We were welcomed with, appropriately, glasses of Baillie-Grohman Estate Winery’s sparkling wine. Nothing but the best here! I took some photographs and chatted with the owner, who seemed overly impressed to see me at yet another of his gallery’s openings. I explained that none of the events we have attended were specifically planned. Each has coincided with a trip to visit our sons and their families. Alison had earlier suggested that Midtowne Gallery has a direct link to my travel schedule, which would be creepy, because that schedule exists only in my mind. Also in attendance, coincidentally, was Creston Valley-born and–raised Meaghan Brierley, who is an artist in her own right. The mural she painted as a PCSS student can still be seen outside the Community Complex.
“I love photographing and writing about Creston people whose talents are recognized outside of our own valley,” I told him. “It’s nice to confirm what we already know—that we live in a very special place.”
I added that I also love to feature young Creston people who are doing well in their endeavours. I couldn’t help but think back over the summer, to stories I wrote about Shawn Bourgeois, who is now working on a Master’s degree after graduating with top marks at SFU, or sisters Miriam and Amanda Anderson, the former a Ryerson University prof who had just published a book and the latter a cellist in one of Germany’s finest symphony orchestras.
Also fresh on my mind was an interview I did last week for a yet to be published story about Victoria Tilling. Tilling excelled in her accounting studies at BCIT before completing her degree in Sweden, then had to turn down a dream offer from a renowned accounting firm, still suffering from the aftermath of two car accidents. She came home to Creston last fall and immersed herself in songwriting, and will be featured in a Prince Charles Auditorium concert this Friday night.

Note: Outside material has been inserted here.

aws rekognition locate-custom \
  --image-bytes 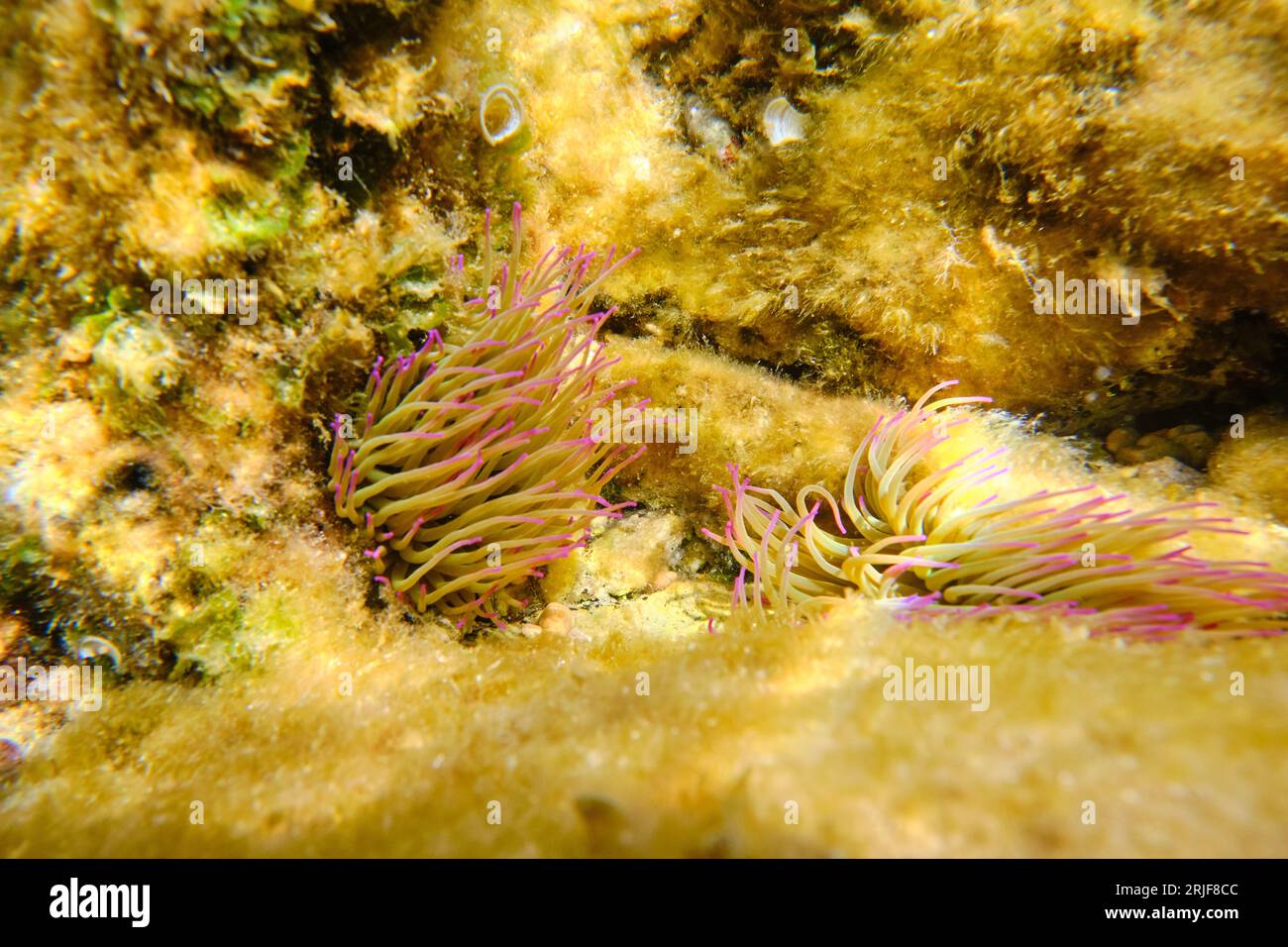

After listening to some demo CDs and spending an hour chatting with her, my heart soars at the thought. She is bright, talented, articulate, thoughtful and, as I said to my co-workers after our interview, “an old soul”. I use that phrase, rarely, to describe people who have an inexplicable depth and gentleness about them.
I am not alone in my assessment of Victoria Tilling. When my friend Mark Koenig, himself an accomplished singer/songwriter, spoke to me about her the week before I met her, he brushed a tear from the corner of his eye, voice breaking with emotion as he described the songs she has written.
My affection for creative people is well fueled right here in the Creston Valley, as further evidenced by the arrival on my desk last week of Luanne Armstrong’s latest book—her 20th in her stellar and inspiring career. Call me an unabashed fan. Sand, her latest of a half dozen books aimed at younger readers, is a terrific read, even for us world-weary old folks. This novel tells the story of a young woman injured in a traffic accident and left without use of her legs. She retreats into her own tiny world of fear and resentment until a new friend convinces her to give therapeutic riding a try. Armstrong has written about her own horse-riding experiences as a girl, and has become a participant and avid promoter of Creston’s own therapeutic riding program. The Advance has run dozens of stories about the program over the last decade, and I am well aware about the important gift it offers to participants and volunteers. But as I raced through Sand in a few hours, I learned a lot, and came away with a greater appreciation of its value, and how it works.
Living in Creston offers a remarkable education to those who will only open their eyes and hearts to what we have around us.